Fri | May 20, 2022
Remembering Distinguished Jamaicans

Clarence (Clare) Ian McWhinnie

Published:Sunday | April 24, 2022 | 12:07 AM

In this 1967 photo, then Minister of Education, Edwin Allen, gives his address at the official opening of the Clare McWhinnie Memorial Branch Library, Race Course, Clarendon. Seated on platform in the front row are (from left) Mr. C. L. Stuart, Mrs. A. M.
In this 1967 photo, then Minister of Education, Edwin Allen, gives his address at the official opening of the Clare McWhinnie Memorial Branch Library, Race Course, Clarendon. Seated on platform in the front row are (from left) Mr. C. L. Stuart, Mrs. A. M. Pawsey, wife of the Custos of Clarendon; Mr. H. R. Sharp and Mrs. K. J. Pearson, secretary of the McWhinnie Memorial Library Committee. In second row, between Mr. Sharp and Mrs. Pearson is Mrs. Joyce Robinson, director of the Jamaica Library Services.

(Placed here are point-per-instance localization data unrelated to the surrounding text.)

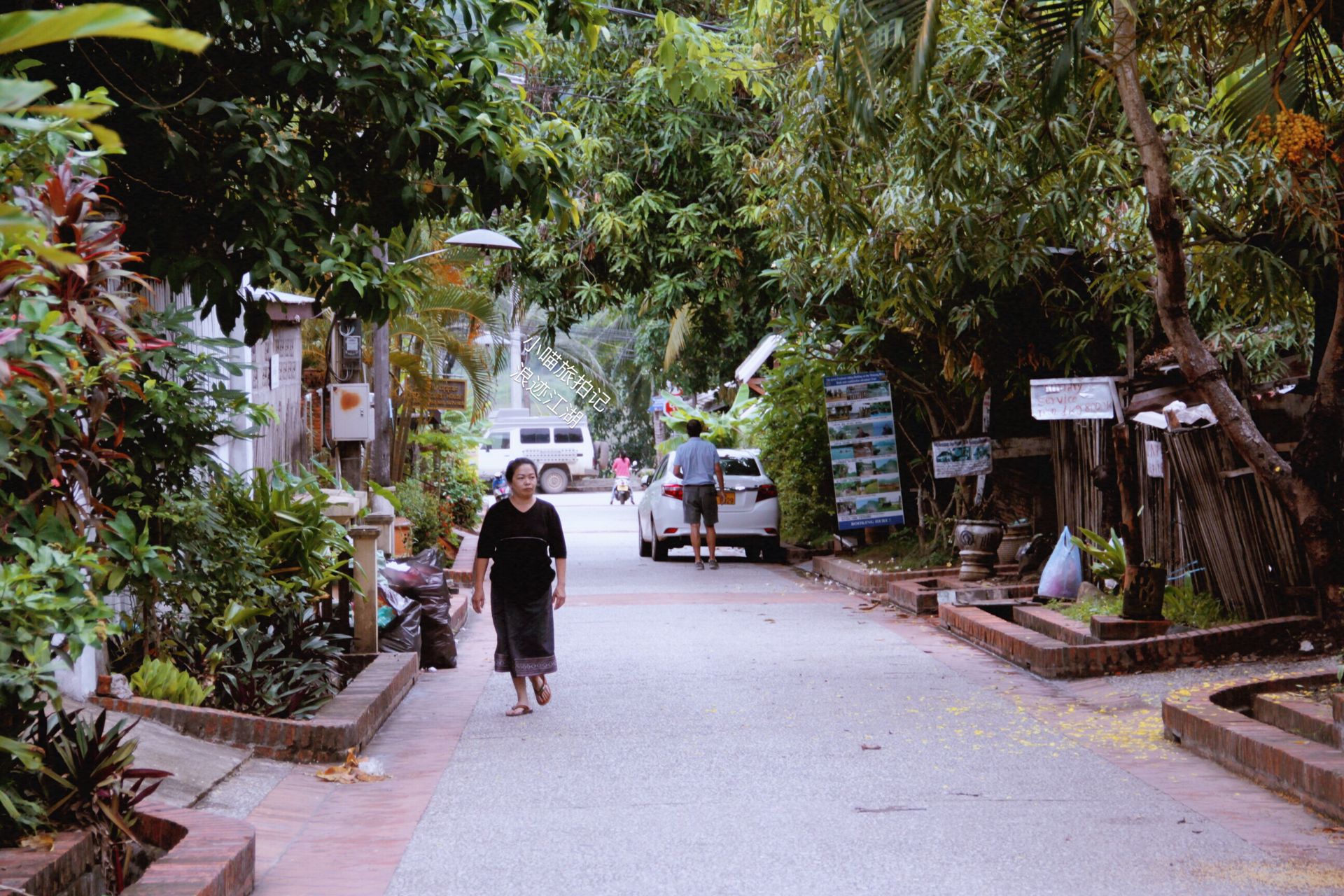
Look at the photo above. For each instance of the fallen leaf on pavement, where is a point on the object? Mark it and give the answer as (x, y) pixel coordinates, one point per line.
(350, 773)
(39, 843)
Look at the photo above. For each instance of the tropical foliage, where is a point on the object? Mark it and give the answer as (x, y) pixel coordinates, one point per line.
(312, 133)
(667, 113)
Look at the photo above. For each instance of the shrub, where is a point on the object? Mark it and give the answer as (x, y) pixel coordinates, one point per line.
(796, 451)
(1195, 609)
(445, 469)
(88, 782)
(432, 519)
(43, 594)
(162, 680)
(284, 669)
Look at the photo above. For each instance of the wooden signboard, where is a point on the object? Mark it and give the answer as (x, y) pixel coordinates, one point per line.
(448, 394)
(962, 457)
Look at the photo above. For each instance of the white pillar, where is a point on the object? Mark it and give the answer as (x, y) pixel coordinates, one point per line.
(515, 365)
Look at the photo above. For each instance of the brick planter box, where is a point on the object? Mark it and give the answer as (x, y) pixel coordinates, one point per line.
(1303, 718)
(1056, 659)
(1209, 723)
(207, 855)
(349, 720)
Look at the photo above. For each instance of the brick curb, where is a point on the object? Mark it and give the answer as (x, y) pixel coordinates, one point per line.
(1208, 723)
(206, 855)
(1310, 720)
(1054, 659)
(853, 575)
(349, 720)
(209, 855)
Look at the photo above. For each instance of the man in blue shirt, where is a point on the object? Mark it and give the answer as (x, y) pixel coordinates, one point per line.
(698, 466)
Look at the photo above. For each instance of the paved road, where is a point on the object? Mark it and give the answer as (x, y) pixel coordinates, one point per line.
(755, 731)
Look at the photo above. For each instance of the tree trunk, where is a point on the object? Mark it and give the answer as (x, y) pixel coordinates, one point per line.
(1317, 523)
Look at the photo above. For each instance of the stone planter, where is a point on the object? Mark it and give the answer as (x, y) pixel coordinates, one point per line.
(977, 540)
(1144, 596)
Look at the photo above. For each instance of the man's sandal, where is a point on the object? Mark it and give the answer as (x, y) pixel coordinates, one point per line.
(543, 694)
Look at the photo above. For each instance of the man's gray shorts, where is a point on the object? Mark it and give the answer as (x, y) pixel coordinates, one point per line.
(699, 501)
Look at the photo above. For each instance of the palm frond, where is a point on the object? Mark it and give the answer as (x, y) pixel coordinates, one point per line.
(1058, 36)
(678, 331)
(1291, 62)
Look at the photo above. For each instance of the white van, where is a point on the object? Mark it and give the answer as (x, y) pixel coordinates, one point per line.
(562, 451)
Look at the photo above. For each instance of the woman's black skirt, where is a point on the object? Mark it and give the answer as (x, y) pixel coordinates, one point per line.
(524, 629)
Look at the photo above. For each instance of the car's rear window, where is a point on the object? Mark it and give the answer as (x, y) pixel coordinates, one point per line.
(739, 466)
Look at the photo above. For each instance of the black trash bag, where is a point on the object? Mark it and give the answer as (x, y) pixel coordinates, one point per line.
(402, 634)
(421, 578)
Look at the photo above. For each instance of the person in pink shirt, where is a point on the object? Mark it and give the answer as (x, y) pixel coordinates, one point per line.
(620, 466)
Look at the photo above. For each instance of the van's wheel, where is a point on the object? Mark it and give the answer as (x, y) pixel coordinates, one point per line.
(554, 480)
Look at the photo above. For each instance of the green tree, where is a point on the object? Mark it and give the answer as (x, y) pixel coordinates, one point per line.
(668, 113)
(312, 132)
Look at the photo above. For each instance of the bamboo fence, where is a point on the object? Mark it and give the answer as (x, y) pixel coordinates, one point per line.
(1237, 530)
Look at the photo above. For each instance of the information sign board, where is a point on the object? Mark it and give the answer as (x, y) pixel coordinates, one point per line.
(448, 394)
(863, 450)
(1092, 398)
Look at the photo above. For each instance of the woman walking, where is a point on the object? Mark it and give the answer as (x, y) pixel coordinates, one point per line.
(522, 535)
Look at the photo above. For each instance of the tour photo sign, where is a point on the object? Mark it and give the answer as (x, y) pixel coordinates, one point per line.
(1088, 398)
(863, 450)
(962, 457)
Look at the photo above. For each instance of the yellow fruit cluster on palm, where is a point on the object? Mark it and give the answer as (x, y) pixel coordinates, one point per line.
(1296, 137)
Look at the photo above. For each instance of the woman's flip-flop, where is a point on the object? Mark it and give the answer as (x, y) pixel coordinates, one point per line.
(543, 694)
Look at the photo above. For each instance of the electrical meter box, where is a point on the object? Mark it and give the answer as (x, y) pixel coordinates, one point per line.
(353, 413)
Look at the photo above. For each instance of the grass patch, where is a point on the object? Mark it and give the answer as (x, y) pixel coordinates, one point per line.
(1182, 605)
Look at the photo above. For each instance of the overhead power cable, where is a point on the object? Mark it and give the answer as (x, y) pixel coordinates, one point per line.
(638, 14)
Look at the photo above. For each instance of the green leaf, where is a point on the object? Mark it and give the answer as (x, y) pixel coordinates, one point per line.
(23, 30)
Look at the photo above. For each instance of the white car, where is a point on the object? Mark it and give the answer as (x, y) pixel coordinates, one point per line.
(562, 451)
(749, 516)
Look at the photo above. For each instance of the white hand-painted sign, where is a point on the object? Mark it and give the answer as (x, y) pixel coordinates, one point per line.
(1092, 398)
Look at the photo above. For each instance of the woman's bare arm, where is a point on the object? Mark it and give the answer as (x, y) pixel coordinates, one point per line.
(559, 582)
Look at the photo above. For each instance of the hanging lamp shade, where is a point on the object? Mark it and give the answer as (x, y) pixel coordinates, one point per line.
(482, 238)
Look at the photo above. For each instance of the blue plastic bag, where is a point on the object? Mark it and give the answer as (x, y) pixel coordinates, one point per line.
(1063, 571)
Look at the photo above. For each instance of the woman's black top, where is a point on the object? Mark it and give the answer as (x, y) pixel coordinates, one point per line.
(522, 545)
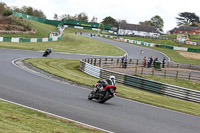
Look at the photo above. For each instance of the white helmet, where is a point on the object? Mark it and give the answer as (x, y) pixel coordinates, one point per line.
(112, 77)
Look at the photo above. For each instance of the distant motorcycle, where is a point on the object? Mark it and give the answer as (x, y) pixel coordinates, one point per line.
(102, 93)
(46, 52)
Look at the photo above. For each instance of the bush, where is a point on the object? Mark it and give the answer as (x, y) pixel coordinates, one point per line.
(8, 28)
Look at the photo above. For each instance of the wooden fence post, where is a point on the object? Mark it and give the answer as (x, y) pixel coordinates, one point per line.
(100, 62)
(153, 71)
(189, 76)
(142, 71)
(136, 70)
(95, 61)
(177, 74)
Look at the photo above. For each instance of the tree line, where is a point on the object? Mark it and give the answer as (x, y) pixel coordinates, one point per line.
(183, 19)
(6, 10)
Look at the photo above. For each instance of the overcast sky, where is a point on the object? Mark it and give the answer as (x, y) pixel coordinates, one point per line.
(133, 11)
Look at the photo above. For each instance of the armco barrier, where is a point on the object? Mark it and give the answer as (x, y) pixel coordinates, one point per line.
(18, 40)
(152, 44)
(141, 83)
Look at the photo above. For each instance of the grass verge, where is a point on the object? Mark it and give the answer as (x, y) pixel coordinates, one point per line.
(17, 119)
(157, 41)
(42, 31)
(70, 43)
(61, 67)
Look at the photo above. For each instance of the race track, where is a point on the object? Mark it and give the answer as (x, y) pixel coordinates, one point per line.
(70, 101)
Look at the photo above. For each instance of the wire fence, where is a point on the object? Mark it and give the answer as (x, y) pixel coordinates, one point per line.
(88, 67)
(137, 67)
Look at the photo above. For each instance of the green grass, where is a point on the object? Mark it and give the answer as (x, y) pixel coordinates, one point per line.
(175, 36)
(173, 55)
(69, 69)
(176, 57)
(70, 43)
(157, 41)
(16, 119)
(42, 31)
(195, 85)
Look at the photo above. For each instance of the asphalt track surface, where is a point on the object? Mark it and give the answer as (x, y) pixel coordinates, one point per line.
(116, 115)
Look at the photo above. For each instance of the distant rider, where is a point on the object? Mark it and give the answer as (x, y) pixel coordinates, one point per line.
(103, 83)
(49, 50)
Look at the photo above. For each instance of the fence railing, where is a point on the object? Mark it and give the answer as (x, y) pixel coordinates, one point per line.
(141, 83)
(136, 67)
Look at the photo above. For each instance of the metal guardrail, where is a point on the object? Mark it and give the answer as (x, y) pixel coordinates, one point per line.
(136, 67)
(141, 83)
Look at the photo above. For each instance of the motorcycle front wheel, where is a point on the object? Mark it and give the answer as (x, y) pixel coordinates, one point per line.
(90, 96)
(103, 98)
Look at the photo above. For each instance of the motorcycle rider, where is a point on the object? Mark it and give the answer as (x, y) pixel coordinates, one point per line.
(49, 50)
(103, 83)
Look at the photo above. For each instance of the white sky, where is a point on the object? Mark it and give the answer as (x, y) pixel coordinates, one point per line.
(133, 11)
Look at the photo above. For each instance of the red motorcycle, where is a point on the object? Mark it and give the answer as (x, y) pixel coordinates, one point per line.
(102, 92)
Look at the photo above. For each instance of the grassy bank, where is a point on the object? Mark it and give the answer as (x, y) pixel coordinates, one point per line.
(42, 31)
(165, 42)
(61, 67)
(176, 57)
(70, 43)
(16, 119)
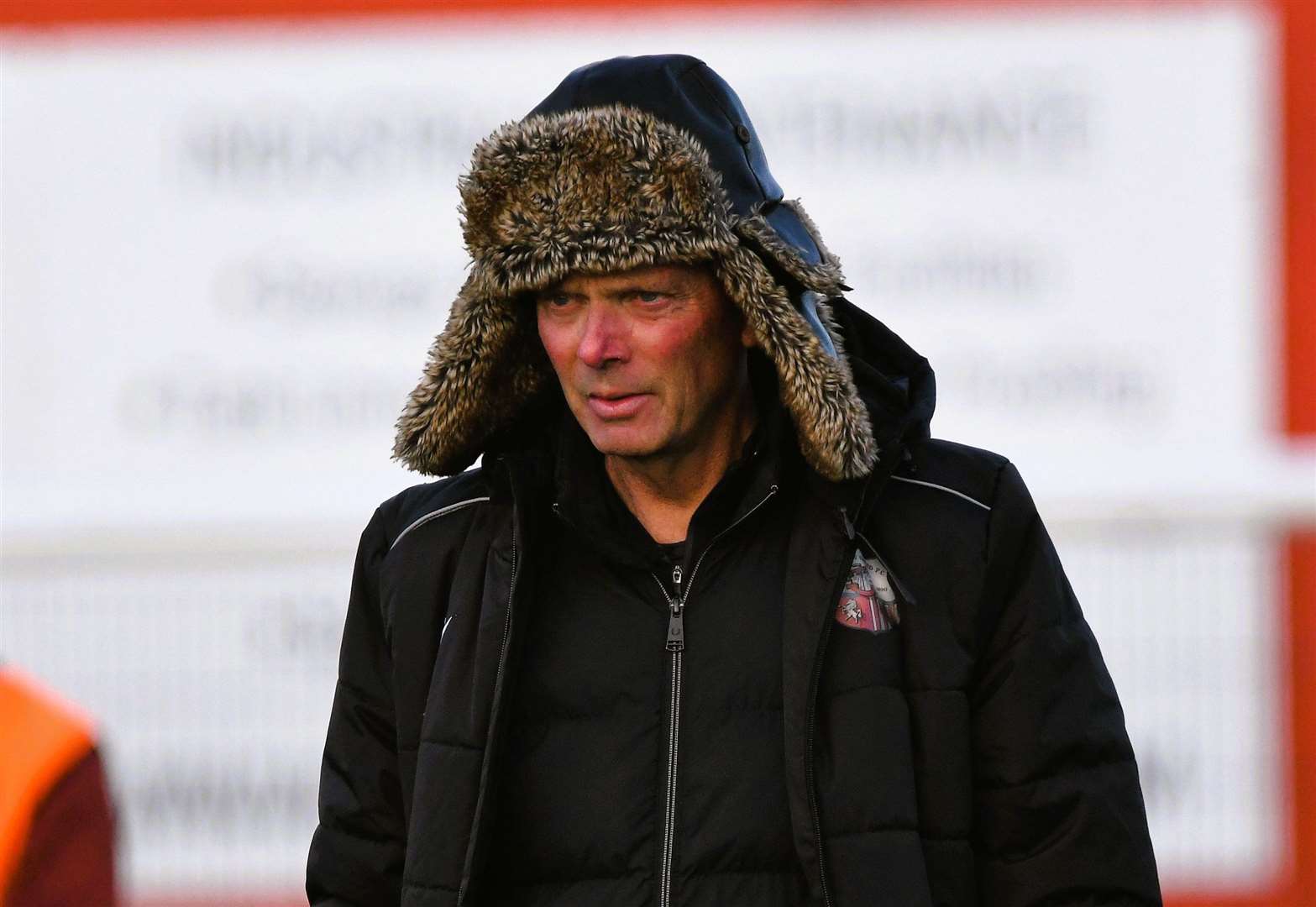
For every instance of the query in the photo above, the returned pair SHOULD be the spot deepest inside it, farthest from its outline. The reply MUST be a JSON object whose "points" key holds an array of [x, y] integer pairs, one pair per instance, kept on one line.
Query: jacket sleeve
{"points": [[357, 851], [1058, 809]]}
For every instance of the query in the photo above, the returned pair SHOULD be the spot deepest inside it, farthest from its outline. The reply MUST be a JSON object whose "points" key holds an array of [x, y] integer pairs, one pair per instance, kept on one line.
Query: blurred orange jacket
{"points": [[48, 742]]}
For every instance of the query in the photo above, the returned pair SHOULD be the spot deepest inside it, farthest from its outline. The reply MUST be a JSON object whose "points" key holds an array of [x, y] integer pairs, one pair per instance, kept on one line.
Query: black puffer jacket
{"points": [[974, 754]]}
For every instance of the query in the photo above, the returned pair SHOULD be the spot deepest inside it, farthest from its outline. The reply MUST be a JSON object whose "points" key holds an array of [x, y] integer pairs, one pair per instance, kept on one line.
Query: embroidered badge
{"points": [[868, 602]]}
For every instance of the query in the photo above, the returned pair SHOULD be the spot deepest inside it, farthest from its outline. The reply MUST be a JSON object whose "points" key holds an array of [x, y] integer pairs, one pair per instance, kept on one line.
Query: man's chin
{"points": [[617, 441]]}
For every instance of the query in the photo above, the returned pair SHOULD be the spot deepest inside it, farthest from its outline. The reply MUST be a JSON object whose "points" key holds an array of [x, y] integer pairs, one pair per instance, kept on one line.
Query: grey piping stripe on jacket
{"points": [[432, 515], [941, 487]]}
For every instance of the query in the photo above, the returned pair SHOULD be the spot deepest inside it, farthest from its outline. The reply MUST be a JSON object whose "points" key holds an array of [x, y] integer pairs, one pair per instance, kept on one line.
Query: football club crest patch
{"points": [[869, 600]]}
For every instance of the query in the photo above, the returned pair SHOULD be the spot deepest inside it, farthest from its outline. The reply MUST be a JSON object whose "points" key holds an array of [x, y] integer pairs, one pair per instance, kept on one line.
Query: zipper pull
{"points": [[675, 630], [675, 623]]}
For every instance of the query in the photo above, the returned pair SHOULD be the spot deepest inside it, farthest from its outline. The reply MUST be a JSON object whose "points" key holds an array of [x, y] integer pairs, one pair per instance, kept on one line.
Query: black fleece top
{"points": [[582, 784]]}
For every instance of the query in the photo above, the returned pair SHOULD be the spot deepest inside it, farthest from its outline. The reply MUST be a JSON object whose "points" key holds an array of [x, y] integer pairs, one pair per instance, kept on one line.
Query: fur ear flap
{"points": [[832, 422], [485, 364]]}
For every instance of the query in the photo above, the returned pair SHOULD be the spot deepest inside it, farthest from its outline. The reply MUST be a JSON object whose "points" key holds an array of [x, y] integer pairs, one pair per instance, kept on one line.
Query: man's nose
{"points": [[603, 338]]}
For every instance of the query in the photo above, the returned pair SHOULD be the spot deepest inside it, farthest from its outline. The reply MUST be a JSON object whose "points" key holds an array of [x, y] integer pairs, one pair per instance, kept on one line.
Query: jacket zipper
{"points": [[812, 718], [501, 660], [675, 644]]}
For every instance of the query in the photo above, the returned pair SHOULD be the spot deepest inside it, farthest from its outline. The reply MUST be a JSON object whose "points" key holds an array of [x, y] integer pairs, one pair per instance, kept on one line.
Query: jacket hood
{"points": [[632, 162]]}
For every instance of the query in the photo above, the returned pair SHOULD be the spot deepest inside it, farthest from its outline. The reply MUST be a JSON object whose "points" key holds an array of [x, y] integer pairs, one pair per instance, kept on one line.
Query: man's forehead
{"points": [[668, 271]]}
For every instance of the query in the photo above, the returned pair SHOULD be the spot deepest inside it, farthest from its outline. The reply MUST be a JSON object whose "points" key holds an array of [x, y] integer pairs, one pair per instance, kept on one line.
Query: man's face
{"points": [[652, 361]]}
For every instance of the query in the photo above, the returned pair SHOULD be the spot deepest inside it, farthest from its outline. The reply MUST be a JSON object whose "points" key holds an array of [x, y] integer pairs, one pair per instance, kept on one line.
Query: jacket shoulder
{"points": [[963, 475], [416, 506]]}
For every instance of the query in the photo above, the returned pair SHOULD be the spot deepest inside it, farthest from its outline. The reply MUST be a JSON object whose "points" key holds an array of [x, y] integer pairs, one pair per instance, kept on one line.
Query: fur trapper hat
{"points": [[607, 188]]}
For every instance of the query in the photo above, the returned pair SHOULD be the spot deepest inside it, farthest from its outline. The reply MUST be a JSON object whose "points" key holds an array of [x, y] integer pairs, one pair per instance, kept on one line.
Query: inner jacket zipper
{"points": [[812, 714], [675, 644], [498, 679]]}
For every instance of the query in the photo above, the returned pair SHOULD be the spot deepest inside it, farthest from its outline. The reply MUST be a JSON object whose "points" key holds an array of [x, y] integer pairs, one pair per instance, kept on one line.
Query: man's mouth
{"points": [[615, 405]]}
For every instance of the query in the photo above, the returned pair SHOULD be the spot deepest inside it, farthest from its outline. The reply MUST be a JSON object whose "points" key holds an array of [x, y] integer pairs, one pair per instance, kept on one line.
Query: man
{"points": [[715, 623]]}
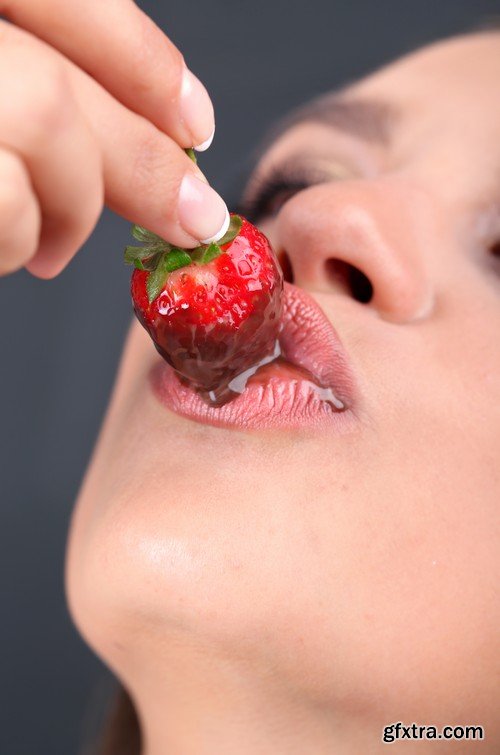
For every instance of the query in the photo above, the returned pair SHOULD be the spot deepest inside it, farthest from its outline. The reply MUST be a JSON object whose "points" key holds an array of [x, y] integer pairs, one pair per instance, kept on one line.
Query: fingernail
{"points": [[206, 144], [202, 212], [196, 111]]}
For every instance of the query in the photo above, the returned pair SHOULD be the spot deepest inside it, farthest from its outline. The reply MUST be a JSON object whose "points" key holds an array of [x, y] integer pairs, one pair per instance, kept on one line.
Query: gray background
{"points": [[60, 340]]}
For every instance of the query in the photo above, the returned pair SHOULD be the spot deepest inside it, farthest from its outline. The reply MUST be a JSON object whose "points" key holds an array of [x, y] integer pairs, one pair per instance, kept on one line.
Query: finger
{"points": [[40, 121], [20, 217], [148, 179], [122, 48]]}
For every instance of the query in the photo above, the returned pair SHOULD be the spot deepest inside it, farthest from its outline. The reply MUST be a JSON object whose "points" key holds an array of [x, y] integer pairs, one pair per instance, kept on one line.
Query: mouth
{"points": [[307, 382]]}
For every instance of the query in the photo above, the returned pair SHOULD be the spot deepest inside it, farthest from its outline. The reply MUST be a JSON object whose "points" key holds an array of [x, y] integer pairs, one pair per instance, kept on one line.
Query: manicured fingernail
{"points": [[202, 212], [206, 144], [196, 111]]}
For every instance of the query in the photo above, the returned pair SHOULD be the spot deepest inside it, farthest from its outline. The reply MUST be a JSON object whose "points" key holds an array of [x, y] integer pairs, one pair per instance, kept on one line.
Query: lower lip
{"points": [[277, 396]]}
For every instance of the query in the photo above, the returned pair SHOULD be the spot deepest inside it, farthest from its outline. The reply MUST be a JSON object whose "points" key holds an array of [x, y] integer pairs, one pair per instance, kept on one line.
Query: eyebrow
{"points": [[370, 120]]}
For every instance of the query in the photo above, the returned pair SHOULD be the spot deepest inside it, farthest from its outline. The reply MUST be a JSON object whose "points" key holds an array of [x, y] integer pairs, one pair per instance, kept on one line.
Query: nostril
{"points": [[352, 280], [286, 266]]}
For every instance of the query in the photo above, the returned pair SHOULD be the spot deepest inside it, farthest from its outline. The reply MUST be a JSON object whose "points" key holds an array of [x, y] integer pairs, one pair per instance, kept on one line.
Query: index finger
{"points": [[122, 48]]}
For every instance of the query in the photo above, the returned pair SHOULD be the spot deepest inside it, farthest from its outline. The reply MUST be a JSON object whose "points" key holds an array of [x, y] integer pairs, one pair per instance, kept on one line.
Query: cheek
{"points": [[363, 577], [355, 590]]}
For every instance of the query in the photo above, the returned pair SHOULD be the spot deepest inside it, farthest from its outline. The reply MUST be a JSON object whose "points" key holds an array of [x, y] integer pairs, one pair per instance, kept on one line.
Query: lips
{"points": [[310, 383]]}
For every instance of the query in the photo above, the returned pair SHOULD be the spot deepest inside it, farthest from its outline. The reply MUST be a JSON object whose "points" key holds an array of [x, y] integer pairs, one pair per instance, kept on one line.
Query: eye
{"points": [[269, 194]]}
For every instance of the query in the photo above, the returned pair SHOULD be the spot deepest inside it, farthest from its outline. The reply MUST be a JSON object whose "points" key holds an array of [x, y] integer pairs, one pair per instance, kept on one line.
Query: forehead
{"points": [[450, 82], [467, 66]]}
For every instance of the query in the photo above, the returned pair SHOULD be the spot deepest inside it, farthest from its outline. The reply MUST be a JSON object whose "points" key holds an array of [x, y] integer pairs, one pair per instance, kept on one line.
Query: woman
{"points": [[293, 587]]}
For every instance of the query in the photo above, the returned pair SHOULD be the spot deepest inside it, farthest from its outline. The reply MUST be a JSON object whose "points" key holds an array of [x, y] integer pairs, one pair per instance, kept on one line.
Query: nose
{"points": [[369, 239]]}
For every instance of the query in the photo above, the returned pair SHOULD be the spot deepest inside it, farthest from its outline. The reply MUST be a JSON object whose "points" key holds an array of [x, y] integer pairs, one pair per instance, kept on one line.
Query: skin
{"points": [[77, 131], [275, 592]]}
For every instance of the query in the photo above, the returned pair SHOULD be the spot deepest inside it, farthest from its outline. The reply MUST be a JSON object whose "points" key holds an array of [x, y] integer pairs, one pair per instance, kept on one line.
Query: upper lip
{"points": [[309, 341]]}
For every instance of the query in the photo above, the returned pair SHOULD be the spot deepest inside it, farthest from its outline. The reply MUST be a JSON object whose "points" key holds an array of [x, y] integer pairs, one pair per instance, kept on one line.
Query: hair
{"points": [[121, 732]]}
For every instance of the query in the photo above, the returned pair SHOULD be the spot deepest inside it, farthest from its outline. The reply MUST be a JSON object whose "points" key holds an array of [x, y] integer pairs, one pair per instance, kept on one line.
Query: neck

The McWhinnie Abrahams were a prominent family of merchants and planters in and around Chapelton, Race Course, and May Pen in Clarendon, in St Catherine, and in Kingston and St Andrew during the 19th and 20th centuries. The family is linked to Clarendon College as the site of their family home, Tavenore, has been the location of this college since 1943.

I think there can be no doubt that members of this large family, in various fields, have contributed to Jamaica’s development at the parish and national levels. This week, I am focusing on one member of this family, Clarence Ian McWhinnie.

Following his birth on August 21, 1911, he was registered as Clarence Ian McWhinnie Abrahams. He was a son of prominent planter, Thomas McWhinnie Abrahams (1881-1963), and his wife, Dorothy Frances Moxsy McWhinnie Abrahams (1889-1968), of “Ducie” in Chapleton, Clarendon, and “Rosyth” in St Andrew. His parents married in 1910. He had a brother, Thomas, and sister, Patricia.

It seems that with other male family members having the same name by Abrahams family tradition, in 1926, Thomas decided to change his name by deed poll to Thomas McWhinnie, removing Abrahams. His family’s surname would thenceforth be McWhinnie.

Clarence McWhinnie, known as Clare, attended Munro College and universities in England, where he qualified as an engineer. He married Briton, Dorothy Bishop, and lived at Milk Pen, Milk River, in Clarendon.

He established the Waterwell Engineering and Construction Company Limited of which he was managing director. This company was involved in the development of the Vere Plains underground water resources, improving the water supply in the parish. He was also involved in instituting a skills training programme (the Accelerated Training Scheme) for workers in the sugar industry centred on Moneymusk. In addition, Clare McWhinnie was a planter working in partnership with Jonathan Ezekiel Plummer (Ba John). McWhinnie was actively engaged in agriculture and education. He was known in the parish for his engineering work, these other interests, and his philanthropy. It is reported that he was well respected and very popular.

DIFFICULT YEAR

The year 1963 was extremely difficult for the McWhinnie family. Clare McWhinnie’s father, Thomas, died in Kingston on February 9, aged 81. On March 17, on an outing, Clare’s young son, Ian, aged about four, drowned, and, on March 19, on returning home from his son’s funeral, Clare McWhinnie, aged 52, died suddenly.

His funeral was held at St Peter’s Anglican Church, Alley, Clarendon, on April 1, 1963, and was attended by Prime Minister, Sir Alexander Bustamante and Lady Bustamante, family members, other dignitaries, and children from various local schools reflecting his interest in education.

The Clare McWhinnie Memorial Branch Library (McWhinnie Branch Library)

The community in Clarendon wanted to honour the memory of Clare McWhinnie. Through public fundraising, the McWhinnie Committee raised £7,000. It was decided to use this money to establish a library. The land in Race Course was donated by the McWhinnie family, and the Clarendon Parish Council and the Jamaica Library Board also contributed.

The Clare McWhinnie Memorial Library was opened at a ceremony on January 19, 1967. It was attended by the Minister of Education, Edwin Allen (JLP MP for Clarendon North-West) , the Custos of Clarendon, Alfred Maxwell Pawsey, and the Mayor of May Pen, Councillor George Atkinson. The opening was done by the wife of the Custos, Mrs Amy Kathleen Pawsey, Mrs Dorothy Moxsy McWhinnie, mother of Clare McWhinnie, and his wife, Mrs Dorothy Bishop McWhinnie. A photograph of Clare McWhinnie was unveiled. The library would be operated by the Clarendon Parish Library and the first librarian was Miss Winsome Gibson.

With continuing interest from family members, the McWhinnie Branch Library has been serving the community in Race Course and surrounding areas for over 55 years.

My thanks to those associated with Race Course, Clarendon, who shared memories.